Source : The New Arab
The International Monetary Fund [IMF] has urged Arab states to tackle growing “frustration” among their populations ahead of a two-day regional conference from Monday in Morocco with a message of reform.
Unemployment in the Middle East and North Africa (MENA) region ranks among the highest in the world, with a jobless figure of more than 50 percent, largely due to the low participation of women in the workforce in conservative Arab countries.
“Rising social tensions and protests in several countries across the Middle East and North Africa are a clear indication that the aspirations of the people of the region, for opportunity, prosperity and equity, remain unfulfilled,” said Jihad Azour, director of the IMF’s Middle East and Central Asia department.
“Reforms are the key to address the fundamental problems that have plagued so many countries of the region for so long: low growth, high unemployment and corruption,” he wrote in an analysis ahead of the conference in Marrakesh.
Government officials, civil society figures, and business leaders will hear the IMF’s priorities of fighting corruption, creating jobs for the young, boosting the private sector, and bringing more women into the workforce.
“Frustration runs high over the lack of job opportunities and access to affordable, high-quality public services,” the IMF said.
“With over 60 percent of its population under the age of 30, the region desperately needs higher growth and more jobs,” it added, noting that around 5.5 million young people will join the job market each year over the next five years.

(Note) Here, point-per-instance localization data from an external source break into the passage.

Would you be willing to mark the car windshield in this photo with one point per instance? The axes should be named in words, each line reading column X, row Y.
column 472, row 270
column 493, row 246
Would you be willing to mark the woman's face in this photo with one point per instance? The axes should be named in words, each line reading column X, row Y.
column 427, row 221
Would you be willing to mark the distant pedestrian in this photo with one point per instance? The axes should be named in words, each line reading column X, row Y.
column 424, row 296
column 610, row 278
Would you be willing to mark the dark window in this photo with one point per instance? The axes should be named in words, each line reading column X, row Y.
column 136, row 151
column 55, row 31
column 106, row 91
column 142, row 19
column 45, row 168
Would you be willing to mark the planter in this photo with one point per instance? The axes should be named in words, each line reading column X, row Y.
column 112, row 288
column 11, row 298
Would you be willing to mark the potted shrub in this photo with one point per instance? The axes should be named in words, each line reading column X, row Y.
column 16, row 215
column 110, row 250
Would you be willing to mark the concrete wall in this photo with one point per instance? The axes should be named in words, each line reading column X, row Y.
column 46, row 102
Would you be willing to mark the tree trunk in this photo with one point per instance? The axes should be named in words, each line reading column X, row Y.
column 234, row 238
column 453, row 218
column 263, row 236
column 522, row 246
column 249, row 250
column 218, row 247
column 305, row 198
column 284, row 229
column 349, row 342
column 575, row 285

Reforms in Arab states have proved a delicate balancing act with countries seeking to benefit from IMF loans having to reduce budget deficits, resulting in cost of living rises for their citizens.
An austerity budget in Tunisia, along with increases in VAT, sent demonstrators out onto the streets in early January.
“The frustration the Tunisian people are feeling is understandable,” said IMF spokesman Gerry Rice, speaking on the seventh anniversary of the Tunisian uprising that launched the Arab Spring.
However, he defended the institution against the “outdated” view that it is the IMF itself that causes the suffering.
“Speaking for the IMF, we do not want austerity. We do want well-designed, well-implemented, socially balanced reforms,” he said.
Egypt, whose economy was also hit hard in the turbulence of its own uprising, in 2016 launched a reform programme in exchange for a $12 billion IMF loan.
It has since floated its currency against the dollar, triggering sharp price rises.
Jordan on Saturday increased the price of bread by up to 100 percent after lifting subsidies on the staple in a bid to redress its debt-riddled economy.
Past price hikes have sparked riots in the cash-strapped country, which has a public debt of some $35 billion, equivalent to 90 percent of its gross domestic product.
In 2016, Jordan secured a $723-million three-year credit line from the IMF to support economic and financial reforms.